The upside is a good amount of power savings for the active clients, and less perceived down time (since it will take a bit longer for these machines to finish their work units before going idle again waiting for a new one).
When the server capacity catches up and the work units start flowing continuously, people who crave the full QRB PPD boost can throttle the power limit back up.
https://greenfoldingathome.com/2019/02/ ... wer-limit/
Re: Let's cool things down a bit (GPU power limit to 50%)
Posted: Wed Mar 18, 2020 3:51 am
by JimboPalmer
1) every one here is having issues because if they are not having issues, they are not here. so it looks worse than it is.
2) I am going to make up round numbers and then pretend they are real.
Since last Thursday the number of people who volunteered their computers to fold is 8 to 1. 7 out of 8 Folders is 5 days into the project or less.
Also since last Thursday, 5.5 times as many WUs are being completed. Now it would be wonderful if that was also 8 to 1 because that would hint we had no bottlenecks. But we do. I think we had 3 but have eliminated 1.
1) the number of WUs stockpiled to make it through the weekend were depleted by Saturday morning, But I believe that has been addressed and the WUs are out there.
2) I am still seeing HTTP errors, and I think these hint that the network infrastructure in inadequate.

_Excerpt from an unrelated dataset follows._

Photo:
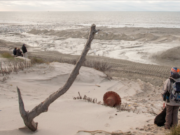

This is relatively cheap and quick to address and Hope we quit seeing these errors soon. Days soon.
3) More worrisome, is the no WU matches your configuration error. I think this error is the server being overwhelmed by requests. Servers are not cheap, and getting new, bigger, better ones is not quick.
Now, I am on the outside looking in at a system I am not an expert at. I could be wrong, I am almost certainly wrong in detail. But getting rid of a bottleneck in servers may persist awhile, months awhile. I hope not but I think so.
Just my Silly Wild Ass Guess, your mileage may vary. I am not any part of F@H except i have no social life and so try to help here.
Re: Let's cool things down a bit (GPU power limit to 50%)
Posted: Wed Mar 18, 2020 4:08 am
by bruce
Once someone does get a WU, it needs to be analyzed by their hardware using a FAHCore program. Each FAHCore program was designed to use all of the resources that are being donated. The GPU works on the WU until it's finished and it gets returned. A person with a modern, expensive GPU will complete the WU faster than a person with more limited hardware (of course) but the sofware will use the GPU to the maximum possible.
GPUs do not run at 50%. The drivers in your computer can be tweaked to limit temperature, power, etc. but FAH cannot adjust those settings; you can.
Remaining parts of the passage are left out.